Dizlerimin üzerine çöktüm ve ellerimi o kadifemsi yüzeyde gezdirdim. Pürüzsüz yüzeyleri vardı. İnsanın ellerini, dokundukça yumuşatıyordu.

"Biliyorum çok ihmâl ettim sizi. Affedin. "

Diye kendimi affettirmeye başlamıştım. Güllerle konuşmak-hele de bunlar babaannemin gülleriyse- beni rahatlatıyordu. Babannem artık hayatta yoktu ve sanki babaannemle konuşuyormuşum gibi hissediyordum.

"Ama şu son bir haftadır olanlar beni çok yordu. Kendimi bile unuttum artık"

Tekrar gezdirdim o kadifemsi yüzeyde ellerimi.

"Ve birinin üzerine çok gittim. Evin yardımcısı. Ve ben sevmediğim için,ondan hoşnut olmadığım için çok laf söyledim. Her ne kadar sevmiyor veya hoşlanmıyor olsam da o bir insandı değil mi? Kalbi var sonuçta ve kalp ağır sözlere kırılan bir varlıktı."

Derin bir nefes aldım.

"Ne yapmalıyım ki? Aslında özür dilemek istiyorum ama...ama sadece istiyorum. Olmuyor,yapamıyorum. Ha güller söyleyin. Özür dilemek bu kadar mı zordur?"

Hayır aslında zor değildi. Sadece Melih Ahsuvar için zordu. Çünkü ben kimseden bir kez olsun özür dilememiştim. Dedemden bile.

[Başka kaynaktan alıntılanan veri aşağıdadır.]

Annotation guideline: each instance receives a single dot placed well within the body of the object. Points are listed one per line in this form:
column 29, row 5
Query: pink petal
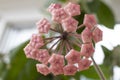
column 70, row 24
column 56, row 70
column 43, row 69
column 56, row 60
column 58, row 15
column 87, row 50
column 43, row 56
column 73, row 56
column 70, row 69
column 86, row 35
column 36, row 41
column 43, row 25
column 89, row 21
column 53, row 7
column 84, row 64
column 28, row 50
column 72, row 9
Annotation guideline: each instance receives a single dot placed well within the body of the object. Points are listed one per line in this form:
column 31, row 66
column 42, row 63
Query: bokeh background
column 17, row 24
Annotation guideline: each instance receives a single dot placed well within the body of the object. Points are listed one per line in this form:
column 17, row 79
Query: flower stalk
column 98, row 70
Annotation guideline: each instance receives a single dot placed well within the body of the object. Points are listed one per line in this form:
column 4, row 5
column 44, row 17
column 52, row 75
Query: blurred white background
column 18, row 18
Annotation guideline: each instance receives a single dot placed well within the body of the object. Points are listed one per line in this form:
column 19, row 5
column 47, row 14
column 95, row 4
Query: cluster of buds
column 70, row 51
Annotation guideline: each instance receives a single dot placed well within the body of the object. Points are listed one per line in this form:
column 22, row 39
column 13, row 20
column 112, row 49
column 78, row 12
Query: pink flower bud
column 43, row 69
column 84, row 64
column 87, row 50
column 56, row 60
column 43, row 25
column 58, row 15
column 97, row 35
column 72, row 9
column 69, row 24
column 56, row 70
column 43, row 56
column 73, row 56
column 36, row 41
column 70, row 69
column 53, row 7
column 89, row 21
column 28, row 50
column 86, row 35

Hata yaptığımda dedeme sarılarak veya bir daha olmayacak diye affettiriyordum kendimi. Bu kelime benim lûgatıma yabancıydı. Ve benim beynim bu kelimenin çevirisini yapamıyordu.

Bu kadar dertleşmek yeterdi. Şimdi vücudumu dinlendirme zamanıydı. Ayağa kaltım ve son bir kez güllere baktım.

"Bir daha geleceğim. Yakın zamanda. Artık sizi ihmal etmeyeceğim."

Dedim ve ayrıldım oradan. Tam merdivenleri çıkıp odama geçecekken dış kapının sesini duydum. Kim çıkmıştı ki bu saatte. Çıktığım birkaç merdiven basamağını tekrar geri indim. Kapının oraya gelip açtım kapıyı.

Çalı çırpı sesinden başka hiçbir şey yoktu dışarıda. Az ilerde araba farlarını gördüm. Bu, bizim şofördü. Anlaşılan o çıkmıştı. Üstelemedim ve içeriye girdim. Ah Melih bir gidemedin odana.

Merdiven basamaklarını ikişer ikişer çıkıp odama vardım. Şimdi bir yatağa bir de banyoya bakıyordum. Yatsa mıydım yoksa duş alıp mı yatsaydım?

Biraz daha böyle durduktan sonra duş alıp rahatça yatmanın daha mantıklı olduğunu düşündüm ve duşa girdim.